Reinforcement learning is like many topics with names ending in -ing, such as machine learning, planning, and mountaineering, in that it is simultaneously a problem, a class of solution methods that work well on the class of problems, and the field that studies these problems and their solution methods.
Reinforcement learning problems involve learning what to do—how to map situations to actions—so as to maximize a numerical reward signal. In an essential way they are closed-loop problems because the learning system’s actions influence its later inputs. Moreover, the learner is not told which actions to take, as in many forms of machine learning, but instead must discover which actions yield the most reward by trying them out.
In the most interesting and challenging cases, actions may affect not only the immediate reward but also the next situation and, through that, all subsequent rewards. These three characteristics—being closed-loop in an essential way, not having direct instructions as to what actions to take, and where the consequences of actions, including reward signals, play out over extended time periods—are the three most important distinguishing features of reinforcement learning problems
Example of Reinforcement learning
A good way to understand reinforcement learning is to consider some of the examples and possible applications that have guided its development.

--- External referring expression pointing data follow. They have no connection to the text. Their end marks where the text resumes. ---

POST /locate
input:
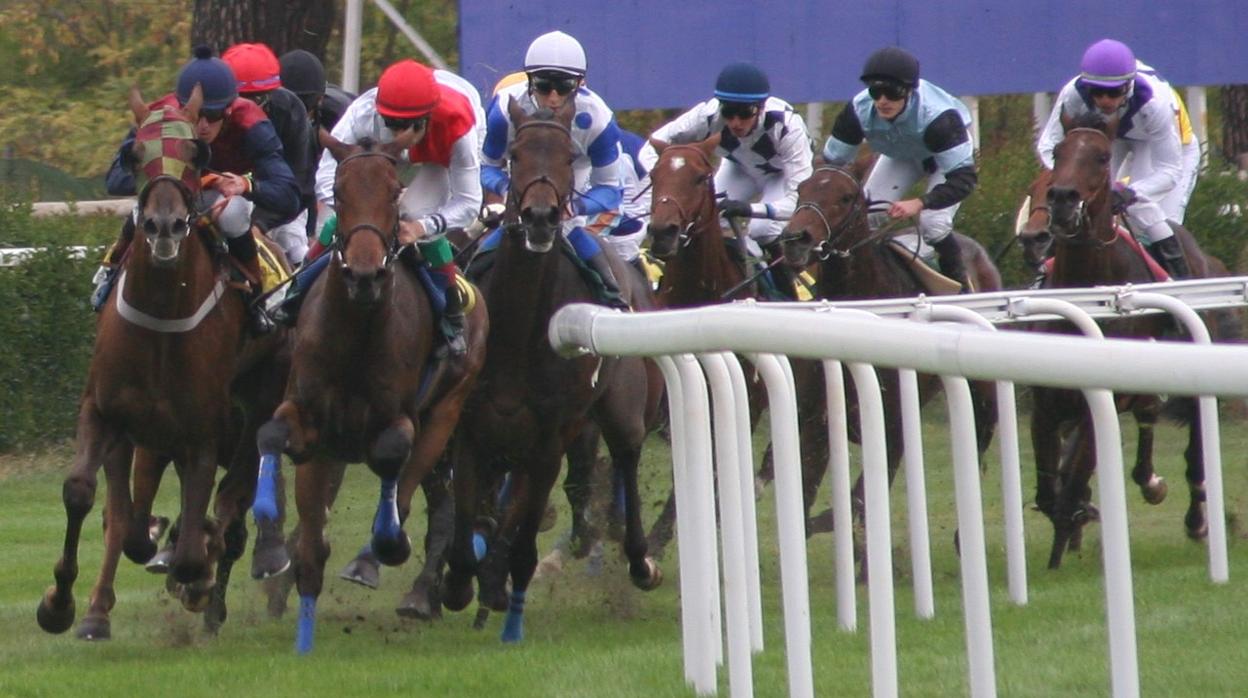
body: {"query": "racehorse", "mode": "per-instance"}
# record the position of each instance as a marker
(531, 403)
(365, 383)
(170, 356)
(830, 222)
(1088, 250)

- A master chess player makes a move. The choice is informed both by planning—anticipating possible replies and counterreplies—and by immediate, intuitive judgments of the desirability of particular positions and moves
- An adaptive controller adjusts parameters of a petroleum refinery’s operation in real time. The controller optimizes the yield/cost/quality trade-off on the basis of specified marginal costs without sticking strictly to the set points originally suggested by engineers.